A significant delay on the output is observed when you manually write pre-recorded input events to the devkit.
The DVS events visualized by samnagui show striped edge pattern, and a significant delay can also be observed for real-time input DVS events.

exceeding_bandwidth

How To Estimate The SynOps/s For A Model?#

We have the following formula for estimating the

\(N_{spk}/s\), stands for the input number of spikes of one DynapCNN core per second.
\(C_{out}\), stands for the number of the output channels of the convolutional layer.
\(k_x\) and \(k_y\) stands for the convolutional kernel size.
\(s_x\) and \(s_y\) stands for the tiling stride of the convolutional kernel.

Then the estimated SynOps/s of the DynapCNN core is:

\(SynOps/s \approx \frac{N_{spk}/s \times C_{out} \times k_x \times k_y}{s_x \times s_y}\)

In sinabs, an auxiliary class named SNNAnalyzer is provided for users to estimate the SynOps/s. By just a few lines of code, you can get the SynOps/s of each layer of your model.

from sinabs.synopcounter import SNNAnalyzer

# dt refers to the time interval (micro-second) of a single time step of your spike train tensor
analyzer = SNNAnalyzer(my_snn, dt=my_raster_data_dt)
output = my_snn(my_raster_data)  # forward pass
layer_stats = analyzer.get_layer_statistics()

for layer_name, _ in my_snn.named_modules():
    synops_per_sec = layer_stats["parameter"][layer_name]["synops/s"]
    print(f"SynOps/s of layer {layer_name} is: {synops_per_sec}")

How To Prevent From Exceeding SynOps/s Bandwidth？#

The following tricks will help the developer to reduce the SynOps for their SNN model.

Use smaller convolutional kernel.
Use fewer numbers of convolutional kernels i.e. less output channels.
Add “SynOps Loss” as a regularisation item during the training stage. A bare minimum example demonstrate the “SynOps Loss” is provided below:

import torch
from sinabs.synopcounter import SNNAnalyzer

# use SNNAnalyzer to obtain SynOps/s
analyzer = SNNAnalyzer(my_snn, dt=my_raster_data_dt)
output = my_snn(my_raster_data)  # forward pass
layer_statistics = analyzer.get_layer_statistics()["parameter"]
synops_of_every_layer = [
    stats["synops/s"] for layer, stats in layer_statistics.items()
]

# suppose my_snn is a 4-layer SNN
# manually set the upper limit for each layer
synops_upper_limit = [1e5, 2e5, 2e5, 1e4]

# calculate synops loss
synops_loss = 0
for synops_per_layer, limit in zip(synops_of_every_layer, synops_upper_limit):
    # punish only if the synops_per_layer higher than the limit
    residual = (synops_per_layer - limit) / limit
    synops_loss += torch.nn.functional.relu(residual)

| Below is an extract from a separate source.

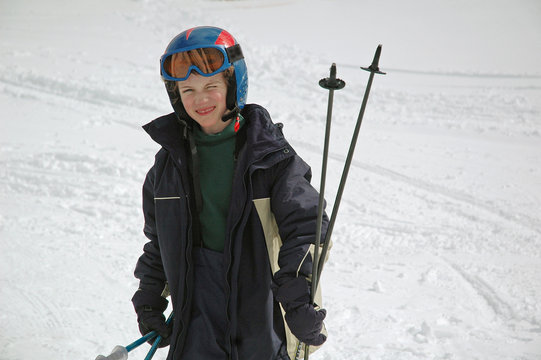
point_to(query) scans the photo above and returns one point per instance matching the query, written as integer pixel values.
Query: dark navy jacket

Switch on the “decimator” on your DynapCNN Core. In the devkit, each DynapCNN Core is equipped with a decimator block at its data path output. The decimator block enables the user to reduce the spike rate at the output of a DynapCNN Core. By default, the decimator is disabled, and the code below shows an example of enabling the decimator of the chip by modifying the samna configuration.

from sinabs.backend.dynapcnn import DynapcnnNetwork

# generate the samna configuration
dynapcnn = DynapcnnNetwork(snn=YOUR_SNN, input_shape=(1, 128, 128), dvs_input=False)
# suppose your snn is a 3-layer model
samna_cfg = dynapcnn.make_config(device="speck2fmodule", chip_layers_ordering=[0, 1, 2])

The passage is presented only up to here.